New York City Mayor Eric Adams announced the Department of Transportation (DOT) will make intersection changes to make 1,000 intersections safer with design improvements such as improved traffic signals, raised crosswalks, and other expanded pedestrian space and visibility measures.
DOT changes include:
- Increased focus on intersections in Street Improvement Projects: DOT will use its full toolkit of street design treatments as redesigns happen, focused on Vision Zero priority geographies, locations where fatalities and serious injuries have occurred, and Priority Investment Areas as detailed in the NYC Streets Plan. These changes include new turn signals and “head-starts” that allow pedestrians to enter the intersection before vehicles can turn.
- Raised crosswalks: DOT will begin a program to construct 100 raised crosswalks at curb level annually. Raised crosswalks serve a dual purpose of increasing accessibility for the disability community, while at the same time serving as speed bumps that slow drivers. This work will be done primarily via a new contract with the New York City Department of Design and Construction.
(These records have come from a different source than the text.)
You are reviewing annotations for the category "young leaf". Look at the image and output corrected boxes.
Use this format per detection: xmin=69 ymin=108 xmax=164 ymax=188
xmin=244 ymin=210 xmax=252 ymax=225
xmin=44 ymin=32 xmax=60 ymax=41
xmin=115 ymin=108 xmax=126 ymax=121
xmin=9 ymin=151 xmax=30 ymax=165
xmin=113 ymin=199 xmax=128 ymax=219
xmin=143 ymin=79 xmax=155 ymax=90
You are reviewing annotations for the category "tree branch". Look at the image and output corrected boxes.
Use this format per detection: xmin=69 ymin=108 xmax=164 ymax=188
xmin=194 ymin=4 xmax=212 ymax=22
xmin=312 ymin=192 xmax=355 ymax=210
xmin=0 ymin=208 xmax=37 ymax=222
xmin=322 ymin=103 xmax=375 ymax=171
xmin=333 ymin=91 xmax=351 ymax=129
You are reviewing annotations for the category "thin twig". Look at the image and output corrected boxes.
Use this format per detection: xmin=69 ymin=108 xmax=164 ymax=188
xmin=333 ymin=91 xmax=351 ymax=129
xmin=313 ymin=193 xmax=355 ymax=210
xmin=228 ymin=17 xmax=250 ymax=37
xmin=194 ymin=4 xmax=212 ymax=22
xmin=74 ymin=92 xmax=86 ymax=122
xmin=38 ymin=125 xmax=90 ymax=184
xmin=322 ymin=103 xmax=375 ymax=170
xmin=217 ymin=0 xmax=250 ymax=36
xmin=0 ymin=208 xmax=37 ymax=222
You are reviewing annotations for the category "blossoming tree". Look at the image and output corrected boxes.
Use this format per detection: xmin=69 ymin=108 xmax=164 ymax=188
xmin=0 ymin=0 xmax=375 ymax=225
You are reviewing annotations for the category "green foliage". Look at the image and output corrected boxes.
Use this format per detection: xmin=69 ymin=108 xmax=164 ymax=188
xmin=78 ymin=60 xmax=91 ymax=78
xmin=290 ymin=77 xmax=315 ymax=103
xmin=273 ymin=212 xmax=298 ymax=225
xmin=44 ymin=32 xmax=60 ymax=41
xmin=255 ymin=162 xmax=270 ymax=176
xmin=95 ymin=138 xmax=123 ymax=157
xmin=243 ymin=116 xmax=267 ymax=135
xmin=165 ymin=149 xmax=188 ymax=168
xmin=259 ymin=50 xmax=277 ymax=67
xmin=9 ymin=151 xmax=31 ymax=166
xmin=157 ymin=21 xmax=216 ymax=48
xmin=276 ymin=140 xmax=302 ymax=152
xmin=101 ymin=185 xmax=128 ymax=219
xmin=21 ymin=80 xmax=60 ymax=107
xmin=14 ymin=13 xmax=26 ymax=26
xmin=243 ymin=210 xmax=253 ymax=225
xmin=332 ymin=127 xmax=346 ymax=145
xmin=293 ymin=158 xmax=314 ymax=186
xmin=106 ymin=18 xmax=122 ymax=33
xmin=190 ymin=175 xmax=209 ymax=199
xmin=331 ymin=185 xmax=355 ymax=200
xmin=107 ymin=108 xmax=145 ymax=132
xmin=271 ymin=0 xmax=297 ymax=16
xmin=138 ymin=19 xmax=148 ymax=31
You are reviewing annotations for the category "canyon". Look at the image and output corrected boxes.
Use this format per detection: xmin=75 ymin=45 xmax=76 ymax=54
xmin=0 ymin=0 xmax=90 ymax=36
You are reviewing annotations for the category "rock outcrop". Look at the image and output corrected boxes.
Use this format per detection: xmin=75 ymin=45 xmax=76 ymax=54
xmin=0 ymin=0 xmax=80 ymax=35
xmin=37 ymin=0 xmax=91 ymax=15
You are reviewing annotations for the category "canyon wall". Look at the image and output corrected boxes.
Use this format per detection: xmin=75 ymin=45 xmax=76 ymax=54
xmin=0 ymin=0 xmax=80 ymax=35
- Bike corrals at intersections: DOT will “daylight” at least 100 intersections with bike corrals this year, as part of its planned installation of more than 10,000 bicycle racks by the end of 2022. Bike corrals at intersections help provide visibility for drivers, cyclists, and pedestrians, while preventing drivers from cutting corners and turning too quickly.
- Parking lot and gas station traffic-calming: Curb cuts at high-traffic locations like parking lots and gasoline stations, often at intersections, can create danger as drivers cut across sidewalks unpredictably. DOT efforts will target dozens of problem locations, largely outside Manhattan, reducing driver “short cuts” and better channeling vehicle traffic to increase visibility and predictability.
- Doubling the Turn-Calming Program: Research has shown that drivers take turns more slowly and deliberately when physical elements are in place to force turns at more appropriate speeds. DOT will double the production of such efforts to 100 intersections this year.
Also, a new traffic rule is in effect at intersections without a traffic signal or stop sign (about 1,200 throughout the city). Under the new rule, drivers and cyclists passing through such intersections must not simply yield but fully stop until a pedestrian has completely crossed the street.